I believe that God did make human beings diverse for a good reason, and that is why we have these very different temperaments, two of the most basic being conservative, and revolutionary. These two temperaments are so deeply divided that they see two different almost completely different Jesuses. The conservative sees a Savior from Sin, an Interceder between Man and God, and the reason for the passive and self-abnegating virtues of Faith, Submission, and Forebearance; the revolutionary temperament sees as a revolutionary, an active and reforming spirit, an inspiration for further progress, a rebel, a radical breaker from tradition, an impulse toward the new and the better.
Could God, being aware of the temperamental diversity he created, have intended Jesus to give courage and example to both of these inflections of the human spirit at the same time? In no other religion that I know of, does this internal tension between reform and tradition exist as dramatically as it does in Christianity. Even conservative Christians today, are themselves a product of a revolutionary revolt against Catholicism, a great democratizing revolt based on the invention of the printing press, which put a Bible in every believer’s hands and gave laypeople the literacy and ability to interpret scripture for themselves. This changed the whole nature of the Christian faith, by opening the door to the proliferation of sects and denominations due to the inevitable disagreements that would arise from everyone being equally able to judge what the Bible says and means.
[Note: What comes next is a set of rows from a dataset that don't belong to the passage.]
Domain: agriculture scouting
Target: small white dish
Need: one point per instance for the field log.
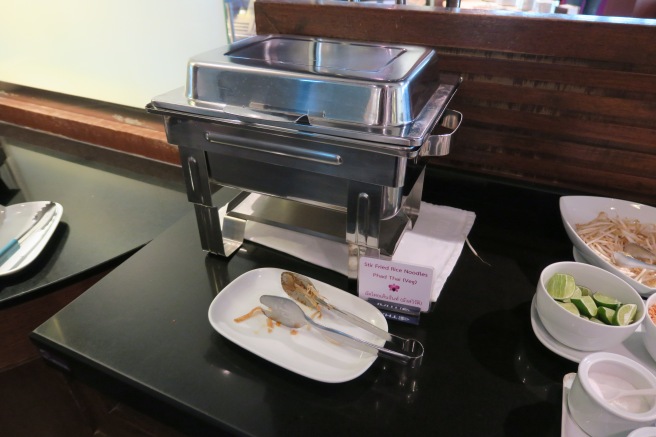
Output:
(17, 219)
(632, 347)
(577, 332)
(588, 402)
(582, 209)
(569, 428)
(306, 352)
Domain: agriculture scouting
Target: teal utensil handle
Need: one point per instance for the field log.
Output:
(9, 249)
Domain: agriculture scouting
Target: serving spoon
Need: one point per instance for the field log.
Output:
(288, 313)
(302, 290)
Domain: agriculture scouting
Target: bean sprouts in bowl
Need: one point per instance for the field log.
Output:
(598, 226)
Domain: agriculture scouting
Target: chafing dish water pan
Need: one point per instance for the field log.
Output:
(334, 135)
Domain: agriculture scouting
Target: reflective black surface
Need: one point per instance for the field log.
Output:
(106, 214)
(484, 373)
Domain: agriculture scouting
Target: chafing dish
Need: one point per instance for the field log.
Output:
(321, 136)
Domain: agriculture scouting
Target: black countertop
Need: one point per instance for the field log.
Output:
(144, 327)
(108, 212)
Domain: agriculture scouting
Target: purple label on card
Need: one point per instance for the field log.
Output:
(395, 282)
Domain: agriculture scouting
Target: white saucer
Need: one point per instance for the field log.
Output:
(17, 218)
(632, 347)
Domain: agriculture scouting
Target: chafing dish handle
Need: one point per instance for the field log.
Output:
(279, 149)
(439, 144)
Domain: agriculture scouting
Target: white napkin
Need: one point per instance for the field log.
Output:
(435, 241)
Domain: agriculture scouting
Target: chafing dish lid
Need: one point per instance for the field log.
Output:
(390, 92)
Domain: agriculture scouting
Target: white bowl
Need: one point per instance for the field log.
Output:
(648, 431)
(649, 328)
(582, 209)
(596, 415)
(577, 332)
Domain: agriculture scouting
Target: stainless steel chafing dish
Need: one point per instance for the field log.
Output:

This in turn helped give rise to the modern liberal principle of religious toleration. It also made faith a much more personal choice than it was in the middle ages, when people felt free to burn heretics, threaten people with torture to compel a conversion, and buy indulgences to help save the dead.
I think this dialectic will continue. I believe that the vast improvements in our historical knowledge and scholarly and interpretive techniques over the last 400 years, but especially over the last 200 years, has pushed us toward the cusp of another revolution in the character and tenor of Christian faith. But I’m just human so I could very well be wrong. In the end “The Almighty has His own purposes” and we are the players in a great ideological and historical drama we’ve been placed in, just as the Americans were during the Slavery Crisis in the 19th century.
Wow, that is a mind-blowing link on the liberal interpretation of Genesis. It will take me some time to digest, as I’ve only heard the conservative side my whole life.
Thanks for the tempered viewpoint on the necessity of both kinds of people. Too often I buy into the Dead Poets Society viewpoint that tradition and groupthink are oppresive and harmful.